The real key to this speech is understanding the lasting effect of first impressions. The purpose of your speech (whether it is in general or substantive debate) is to introduce your country’s position on a topic or explain why the committee should discuss a particular topic before others. I suggest that for this speech you use your position paper to guide you. (But don’t just read from it!). It’s very important that you grab the committee’s attention, meaning that you should talk in solid terms that anyone can understand rather than abstract concepts.
If you’re nervous about making a mistake (or even if you’re not) try not to be the first or the last person to speak. Make sure you raise your placard near the beginning when the chair is taking speakers, but not as one of the first few people. I say this because, first, this gives you the opportunity to see a few examples of how it’s done. Secondly, you can feel out the committee this way. If you go first, then you take the risk that what you propose will be flat-out rejected. This way you are able to share your country’s stance without sounding extremely repetitive. Also, since these speeches are about a minute long, keep your’s short and sweet.

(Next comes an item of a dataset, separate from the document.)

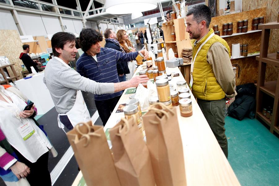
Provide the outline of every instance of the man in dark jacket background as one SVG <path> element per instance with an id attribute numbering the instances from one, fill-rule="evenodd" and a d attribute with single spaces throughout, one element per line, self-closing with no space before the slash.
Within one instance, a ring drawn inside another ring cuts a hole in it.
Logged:
<path id="1" fill-rule="evenodd" d="M 111 29 L 106 29 L 104 35 L 106 41 L 105 47 L 112 48 L 121 52 L 125 52 L 122 48 L 120 46 L 119 42 L 117 41 L 116 34 Z M 116 67 L 119 82 L 126 81 L 126 74 L 130 73 L 130 71 L 127 62 L 122 61 L 121 63 L 117 64 Z"/>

Don’t bore the committee with numerous statistics about how your country have experience dealing with the problem when one will do.

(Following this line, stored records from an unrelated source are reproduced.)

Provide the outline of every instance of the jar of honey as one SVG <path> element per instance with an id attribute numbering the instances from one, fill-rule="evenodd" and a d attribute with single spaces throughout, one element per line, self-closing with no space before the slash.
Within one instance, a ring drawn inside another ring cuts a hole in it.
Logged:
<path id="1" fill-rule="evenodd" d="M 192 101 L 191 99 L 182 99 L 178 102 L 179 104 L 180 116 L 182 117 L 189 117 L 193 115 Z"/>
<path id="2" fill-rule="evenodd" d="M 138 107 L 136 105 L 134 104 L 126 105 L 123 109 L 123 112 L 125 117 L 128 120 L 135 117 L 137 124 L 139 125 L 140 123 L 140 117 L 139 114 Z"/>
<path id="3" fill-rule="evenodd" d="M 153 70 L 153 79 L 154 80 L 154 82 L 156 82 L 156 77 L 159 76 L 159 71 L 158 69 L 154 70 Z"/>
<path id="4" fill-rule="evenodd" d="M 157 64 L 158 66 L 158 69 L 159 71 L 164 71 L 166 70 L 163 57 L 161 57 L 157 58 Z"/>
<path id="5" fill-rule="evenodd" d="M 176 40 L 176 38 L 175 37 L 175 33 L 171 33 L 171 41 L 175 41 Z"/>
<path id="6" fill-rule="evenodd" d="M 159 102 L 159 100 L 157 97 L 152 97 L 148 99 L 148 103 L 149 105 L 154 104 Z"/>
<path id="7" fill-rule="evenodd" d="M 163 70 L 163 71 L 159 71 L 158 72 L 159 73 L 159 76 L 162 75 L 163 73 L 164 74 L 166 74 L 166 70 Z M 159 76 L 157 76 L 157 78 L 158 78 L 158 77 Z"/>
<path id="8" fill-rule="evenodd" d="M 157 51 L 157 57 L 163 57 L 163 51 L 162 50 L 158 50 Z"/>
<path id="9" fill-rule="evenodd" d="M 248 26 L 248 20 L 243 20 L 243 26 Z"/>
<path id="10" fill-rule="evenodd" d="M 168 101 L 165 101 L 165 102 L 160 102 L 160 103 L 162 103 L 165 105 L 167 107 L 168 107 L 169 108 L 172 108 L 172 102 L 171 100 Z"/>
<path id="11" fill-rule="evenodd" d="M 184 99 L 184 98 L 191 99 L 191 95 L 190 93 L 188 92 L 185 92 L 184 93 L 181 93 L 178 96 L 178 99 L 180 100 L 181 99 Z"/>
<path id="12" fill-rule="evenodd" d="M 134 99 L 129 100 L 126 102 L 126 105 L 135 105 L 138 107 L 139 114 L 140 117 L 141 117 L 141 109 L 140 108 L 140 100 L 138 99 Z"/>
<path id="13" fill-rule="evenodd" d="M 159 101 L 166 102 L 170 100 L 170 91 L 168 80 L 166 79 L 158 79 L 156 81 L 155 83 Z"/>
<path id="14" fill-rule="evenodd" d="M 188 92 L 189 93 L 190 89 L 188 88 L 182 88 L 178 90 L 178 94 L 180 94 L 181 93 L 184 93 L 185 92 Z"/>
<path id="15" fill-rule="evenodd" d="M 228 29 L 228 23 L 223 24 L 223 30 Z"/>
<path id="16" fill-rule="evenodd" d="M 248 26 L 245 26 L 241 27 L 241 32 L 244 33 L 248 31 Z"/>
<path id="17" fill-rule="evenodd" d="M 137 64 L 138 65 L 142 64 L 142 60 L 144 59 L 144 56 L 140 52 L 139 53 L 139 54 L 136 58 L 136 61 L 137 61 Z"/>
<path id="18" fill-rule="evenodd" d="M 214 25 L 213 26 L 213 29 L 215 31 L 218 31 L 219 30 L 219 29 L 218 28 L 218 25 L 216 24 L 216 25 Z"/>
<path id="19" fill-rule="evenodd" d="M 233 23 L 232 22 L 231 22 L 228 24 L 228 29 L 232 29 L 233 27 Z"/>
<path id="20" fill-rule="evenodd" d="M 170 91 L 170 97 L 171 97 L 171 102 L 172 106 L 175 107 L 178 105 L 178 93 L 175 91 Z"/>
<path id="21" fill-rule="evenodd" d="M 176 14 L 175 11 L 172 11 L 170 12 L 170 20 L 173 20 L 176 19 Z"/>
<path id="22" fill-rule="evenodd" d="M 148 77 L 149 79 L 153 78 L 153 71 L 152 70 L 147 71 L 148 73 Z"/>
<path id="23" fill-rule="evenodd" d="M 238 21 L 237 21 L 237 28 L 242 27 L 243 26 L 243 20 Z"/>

A moderated caucus is essentially formal debate; therefore, you should be prepared to have to defend your position, either with facts or with logic. Unfortunately, a mistake that a lot of MUNers make is that they go into too many specifics, either about a topic or about a resolution paper. Remember, you only have a few minutes to speak at the most. Stick to broad terms about what your country’s solution to a problem is and use only the most attention grabbing or convincing quotes or facts. Remember, speeches are more than just about talking or shouting out statistics. People also have to be listening. Therefore, try to have fun and make friends by talking to those around you before you go up. They will be more likely to listen to you if they like you.

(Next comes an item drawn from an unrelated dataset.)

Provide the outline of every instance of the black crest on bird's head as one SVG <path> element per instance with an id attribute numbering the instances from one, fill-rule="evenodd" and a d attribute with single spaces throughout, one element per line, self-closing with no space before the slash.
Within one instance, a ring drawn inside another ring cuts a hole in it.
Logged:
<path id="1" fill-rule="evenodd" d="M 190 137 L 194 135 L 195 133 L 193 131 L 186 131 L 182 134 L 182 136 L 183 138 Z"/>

An unmoderated caucus will most likely be the most “laid-back” part of a conference that you’ll see. But don’t let this fool you. The time the chair gives you to work on a topic is meant to do exactly that. This is the part where you want to find those whom you’ve befriended or who share your country’s values and discuss the topic at length. Usually what happens is that various groups of country’s break off and form a cluster to talk about different ideas. Go join those groups. Don’t be afraid to voice your concerns about an idea or propose a new one. This is possibly one of the best chances you’ll get to stand out even if you’re to nervous to talk in front of the entire committee during formal debate. Remember, these delegates are people so talk to them like people. Don’t be vulgar or insulting but don’t try to speak with a lofty voice if that’s not who you really are.
Hopefully, after your first conference you will have a far better sense of how a committee works and by then you can be the most active delegate in the room.